この中休み後には昼食までにもう2クラスあります。ブランドン君いわく、「午前中に授業が多くて大変です。昼食休憩は12時50分から2時25分まで。時間があるようですが、実際は食堂が1時30分には閉まるので、片付けも考えると20分以内に食べないといけないのです。まるで軍隊みたいです」。
もちろん、午後は午後で大忙しです。午後は授業以外に曜日によってはスポーツやCCF、社会奉仕活動をし、少しの自由時間ののち、午後6時から7時の間に夕食となります。

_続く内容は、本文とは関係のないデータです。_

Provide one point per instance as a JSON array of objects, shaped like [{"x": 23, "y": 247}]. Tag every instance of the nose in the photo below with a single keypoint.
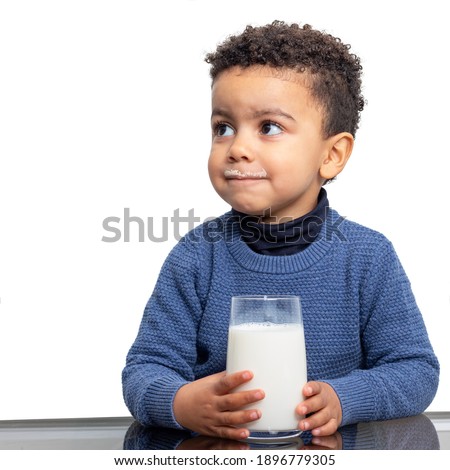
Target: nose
[{"x": 240, "y": 149}]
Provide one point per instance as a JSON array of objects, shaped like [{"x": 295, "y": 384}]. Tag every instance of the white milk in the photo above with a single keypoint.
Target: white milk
[{"x": 275, "y": 353}]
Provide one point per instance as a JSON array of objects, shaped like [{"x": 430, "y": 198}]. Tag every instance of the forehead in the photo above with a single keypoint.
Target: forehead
[{"x": 261, "y": 84}]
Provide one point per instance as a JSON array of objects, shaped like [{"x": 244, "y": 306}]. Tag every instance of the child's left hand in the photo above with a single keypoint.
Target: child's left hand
[{"x": 324, "y": 406}]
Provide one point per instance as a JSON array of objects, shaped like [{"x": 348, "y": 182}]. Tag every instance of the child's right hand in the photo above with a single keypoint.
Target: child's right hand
[{"x": 210, "y": 407}]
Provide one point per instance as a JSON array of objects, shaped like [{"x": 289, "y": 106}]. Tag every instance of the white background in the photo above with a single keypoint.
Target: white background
[{"x": 104, "y": 105}]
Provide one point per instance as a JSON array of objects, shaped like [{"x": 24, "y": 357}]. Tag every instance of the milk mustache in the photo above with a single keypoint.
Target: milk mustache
[{"x": 275, "y": 353}]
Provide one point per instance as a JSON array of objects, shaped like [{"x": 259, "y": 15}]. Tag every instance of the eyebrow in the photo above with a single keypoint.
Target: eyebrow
[{"x": 255, "y": 114}]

ちなみに、CCFとはイギリス連合将校養成隊という課外授業の略称です。男女を問わず、多くのイギリスのパブリック・スクールでCCFが準備されており、ブランドン君のハロウ校でも盛んで、半年間は必修となっています。CCFは、隊列の編成、行進の練習、ライフルの分解、弾丸装填、射撃、野営の仕方といった生き延びるためのサバイバル実践教育を受ける授業となっており、非常にタフな訓練もあり、軍靴と迷彩服で身を固めなければなりません。
ライフルの指導は、陸、海、空軍所属の職業軍人が教えることになります。浦沢直樹作画、浦沢直樹・勝鹿北星・長崎尚志脚本の『MASTERキートン』に出てくるイギリス軍特殊空挺部隊(SAS)を思い出しますね。